The drive to Queenstown was mainly through timber plantations again, and up and down a few mountains (well rather high hills at least).  Only problem is that these Tasmanians seem to like to drive on both sides of the double white lines as they come around corners so you have to really be on your guard.  Takes a little gloss off the fun of towing your van around.   We were quite impressed with Mt Murchison and took a photo with the cloud on top.  There was also a Lake Murchison which was quite large and the road crossed it twice. 
Mt Murchison

Just past Roseberry we came across the Stitt River rest area and stopped for a cuppa.   This area has been developed by the local Lions clubs and there are new tables and chairs and viewing platform that have been built for the convenience of travellers.  I couldn’t help but take photos of the glorious dahlias that were flowering in the park.  Their beauty made a distinct contrast to the mineral laden hillside where the light green coloured water flowed over very orange ground.  The Stitt River below, ran over rocks which created small rapid like waterfalls.  A very pleasant cuppa stop.

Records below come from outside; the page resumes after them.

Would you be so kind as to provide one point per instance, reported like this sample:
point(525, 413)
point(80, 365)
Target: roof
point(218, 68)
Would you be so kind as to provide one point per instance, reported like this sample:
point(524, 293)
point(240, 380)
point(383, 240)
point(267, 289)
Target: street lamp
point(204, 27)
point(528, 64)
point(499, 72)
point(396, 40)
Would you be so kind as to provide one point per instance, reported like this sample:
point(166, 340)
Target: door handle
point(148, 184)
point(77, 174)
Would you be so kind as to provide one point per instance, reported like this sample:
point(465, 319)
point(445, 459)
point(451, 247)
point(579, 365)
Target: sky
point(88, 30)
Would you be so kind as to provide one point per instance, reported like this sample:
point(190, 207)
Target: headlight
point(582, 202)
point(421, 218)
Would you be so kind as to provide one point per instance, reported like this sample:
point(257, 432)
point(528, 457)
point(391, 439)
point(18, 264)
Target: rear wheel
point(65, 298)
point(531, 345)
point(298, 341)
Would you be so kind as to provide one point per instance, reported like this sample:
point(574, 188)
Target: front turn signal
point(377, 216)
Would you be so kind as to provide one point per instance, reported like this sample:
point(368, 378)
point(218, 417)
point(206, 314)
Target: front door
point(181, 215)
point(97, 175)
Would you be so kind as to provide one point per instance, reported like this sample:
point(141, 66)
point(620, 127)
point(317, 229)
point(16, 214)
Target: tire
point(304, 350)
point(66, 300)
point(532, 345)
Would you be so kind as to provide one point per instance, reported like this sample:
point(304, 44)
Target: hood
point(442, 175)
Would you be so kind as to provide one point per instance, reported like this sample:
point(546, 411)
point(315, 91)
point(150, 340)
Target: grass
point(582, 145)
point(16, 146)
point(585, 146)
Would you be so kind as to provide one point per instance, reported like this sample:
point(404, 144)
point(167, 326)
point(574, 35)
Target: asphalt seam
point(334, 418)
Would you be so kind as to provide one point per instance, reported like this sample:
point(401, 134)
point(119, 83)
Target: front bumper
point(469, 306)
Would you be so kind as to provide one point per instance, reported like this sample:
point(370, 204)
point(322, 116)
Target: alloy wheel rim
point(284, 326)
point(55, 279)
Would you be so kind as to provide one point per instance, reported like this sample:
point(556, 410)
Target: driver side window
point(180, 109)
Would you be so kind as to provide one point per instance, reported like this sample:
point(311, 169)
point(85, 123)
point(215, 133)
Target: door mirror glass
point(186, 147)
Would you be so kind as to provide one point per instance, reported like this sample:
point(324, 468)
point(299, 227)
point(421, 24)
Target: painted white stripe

Queenstown hillsides are slowly becoming greener after being known for their ‘moonscape’ appearance.  We visited the railway station and checked out about the Wilderness Railway trips that run between Queenstown and Strahan daily.  The cost was $129 per person, (no concessions) but does include lunch and the return bus trip so we decided it would be well worth it.  We had been told of this train trip by others and all encouraged us to take the trip so tomorrow we are booked to go.  We checked out the heritage display at the railway station and marvelled over the photos of construction during the late 1800’s where there were only picks and shovels to build the railway line through the mountains and approximately 40 bridges.  The original line took 2 ½ years to complete and the restoration took 3 years.  The original line built by the Mt Lyall Mining Co had been in use till 1963 and it was in the late 1990’s that the decision was made to resurrect the line and bring back the small steam engines that use to ply this route previously.   We were at the station when the train arrived and damn but my camera was in the car…….oh well there is hopefully a chance tomorrow.  We were able to watch the engine uncouple and go to the turntable to be pushed around 180 degrees by the driver and assistant so that it could re-connect to the end of the 3 carriages for the return trip.  We are certainly looking forward to our day out.